The team managing a €150m impact VC fund for Paris-based MAIF Avenir, the venture capital arm of French insurer MAIF, have joined Capital Croissance, a French private equity investment platform and entrepreneurs club and renamed to Ternel. The news of the team’s transfer and rebrand came as the company announced the launch of a second €120m fund.
The new fund, named Ternel II, will invest in 30 European start-ups, mainly at the seed to series A stage, with an investment thesis centered on the regenerative economy.
Mohamed Abdesslam, managing partner at Ternel, told Impact Investor his team would start fundraising towards the end of the year and hoped to attract both institutional investors, such as banks, insurers and family offices, as well as private investors from among the 450 plus entrepreneurs that belong to Capital Croissance’s entrepreneurs club.
Abdesslam said that MAIF, as the sole investor in the existing fund, which has been renamed to Ternel I, had already committed to invest 25% of the value of the new fund, between €25 and €30m.
He explained that in the interim, with a residual investment capacity in Ternel I of €20m for new investments and €20m for reinvestment into existing holdings, his team would focus on completing investments in the first fund. This, he said, would include adding seven new portfolio companies on top of the existing 28 in the fund, targeting the themes of climate tech, future of work, digital health, responsible consumption and ethical data.
The addition of the Ternel team and the Ternel I fund increases Capital Croissance’s assets under management to €950m.
Bringing private equity and venture capital closer together
Abdesslam said the purpose of Capital Croissance was “to raise money from entrepreneurs for entrepreneurs” but that both impact and venture capital (VC) had been missing from the platform’s business activities.
“When we started talking with them two years ago, they didn’t have impact or a VC on board, so our proposition was very complementary,” he said.

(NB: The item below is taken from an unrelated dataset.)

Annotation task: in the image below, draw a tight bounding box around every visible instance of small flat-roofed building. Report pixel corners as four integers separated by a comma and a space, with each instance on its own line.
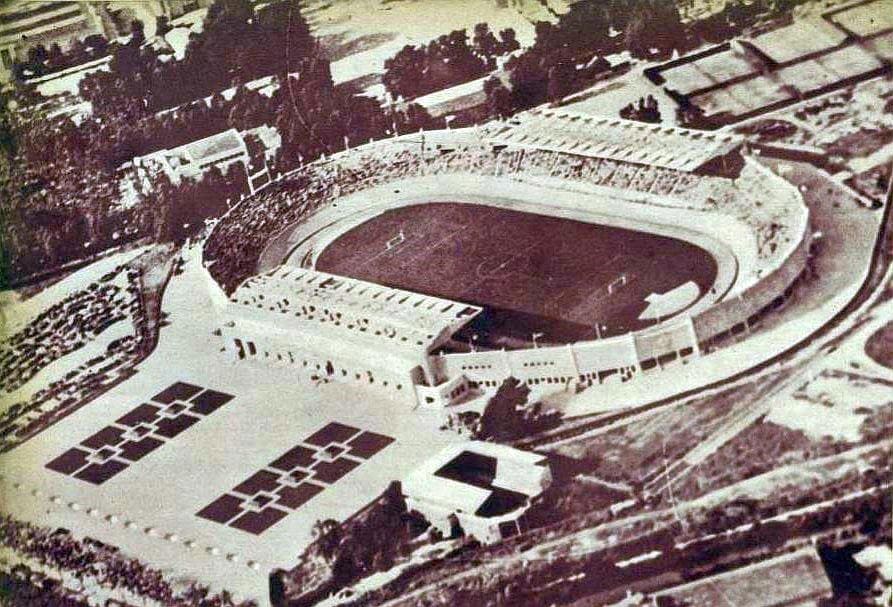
402, 441, 551, 543
133, 128, 248, 187
131, 126, 280, 194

“At the same time, joining Capital Croissance brought us three benefits; access to a large investor pool of limited partners, access to back office functions, a middle office and resources such as branding as well as expert advice for our portfolio companies, and last but not least, improved liquidity.”
Abdesslam said he believed that the search for liquidity more broadly would see the areas of private equity and VC converge in the future.

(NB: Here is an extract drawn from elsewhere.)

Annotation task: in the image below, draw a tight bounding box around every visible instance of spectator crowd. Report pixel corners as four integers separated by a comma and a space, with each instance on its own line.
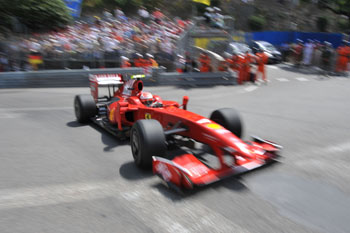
0, 7, 190, 72
0, 5, 348, 79
280, 39, 350, 76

“Our conviction is that the search for greater liquidity will see VCs seek to work more closely with private equity funds in the future.”
Last year, Capital Croissance announced the launch of the Gaia Energy Impact Fund II in partnership with Gaia Impact, a French impact investment advisory firm, and other partners, targeting investments in the decentralised and renewable energy value chain. Ternal and Gaia Impact now constitute the private equity platform’s impact VC business arm, in addition to its buy-out and growth capital business arm and a fund of funds and co-investment business arm which it manages with other partners.
Regenerative risk-capital
Ternel II, whose investment thesis is based on the principles of the regenerative economy, will target companies and technologies responding to the challenges of climate change, biodiversity, circularity and waste, health, land and natural resource management, the provision and promotion of decent work, and governance and distribution of value, with ticket sizes ranging from €500,000 to €5m.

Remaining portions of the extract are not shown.